Émotion vécue en partage, le cinéma ne semble pas soluble dans cette réalité virtuelle là. Mais de quel cinéma parle-t-on? Celui de 2019 n’est déjà plus celui de 1999, dans ses outils de production comme dans ses modes de consommation. Celui de 2039 passera-t-il par un public aux neurotransmetteurs connectés, pour une expérience interactive rendue possible par la miniaturisation des équipements? Allez savoir. Pour l’heure, les œuvres mises en lumière à Locarno (qui rattrape son retard en la matière plutôt qu’il n’innove en pionnier) restent financées par des musées, des théâtres, des institutions publiques – non par des studios de cinéma.
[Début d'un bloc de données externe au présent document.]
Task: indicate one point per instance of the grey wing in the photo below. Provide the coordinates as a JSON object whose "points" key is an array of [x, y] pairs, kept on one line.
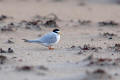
{"points": [[48, 38]]}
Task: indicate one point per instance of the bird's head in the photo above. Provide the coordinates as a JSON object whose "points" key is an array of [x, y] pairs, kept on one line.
{"points": [[56, 31]]}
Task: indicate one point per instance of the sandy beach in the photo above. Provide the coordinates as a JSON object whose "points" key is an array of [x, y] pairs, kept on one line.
{"points": [[89, 48]]}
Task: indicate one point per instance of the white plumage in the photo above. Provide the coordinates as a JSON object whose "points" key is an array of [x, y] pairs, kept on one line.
{"points": [[48, 39]]}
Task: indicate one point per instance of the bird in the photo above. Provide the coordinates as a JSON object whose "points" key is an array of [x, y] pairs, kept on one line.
{"points": [[48, 40]]}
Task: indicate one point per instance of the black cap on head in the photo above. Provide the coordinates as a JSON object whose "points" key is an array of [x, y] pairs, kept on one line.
{"points": [[56, 30]]}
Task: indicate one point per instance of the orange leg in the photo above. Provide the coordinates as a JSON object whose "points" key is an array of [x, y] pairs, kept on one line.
{"points": [[50, 48]]}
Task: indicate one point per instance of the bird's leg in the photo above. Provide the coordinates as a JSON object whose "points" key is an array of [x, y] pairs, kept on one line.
{"points": [[50, 48]]}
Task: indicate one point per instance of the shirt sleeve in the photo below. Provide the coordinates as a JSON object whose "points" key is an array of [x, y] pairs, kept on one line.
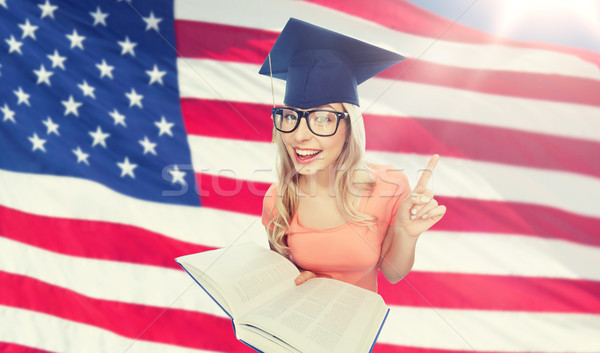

Et l’on continue de mieux percevoir l’utilité immédiate de cette technologie dans les domaines interactifs du jeu vidéo, du documentaire pédagogique, des performances érotiques ou des expériences en réseau plutôt que dans des films impliquant une trame narrative précise et une vision de réalisateur, impossible dès lors que le spectateur regarde où il veut.

Mais finalement, dans une société d’écrans où chacun vit les yeux rivés sur son interface entre soi-même et le monde, la réalité n’est-elle pas devenue virtuelle? Face à cet infini numérique, le cinéma reste d’autant plus indispensable qu’il propose des histoires uniques, des visions engagées, des voix affirmées au cœur du brouhaha.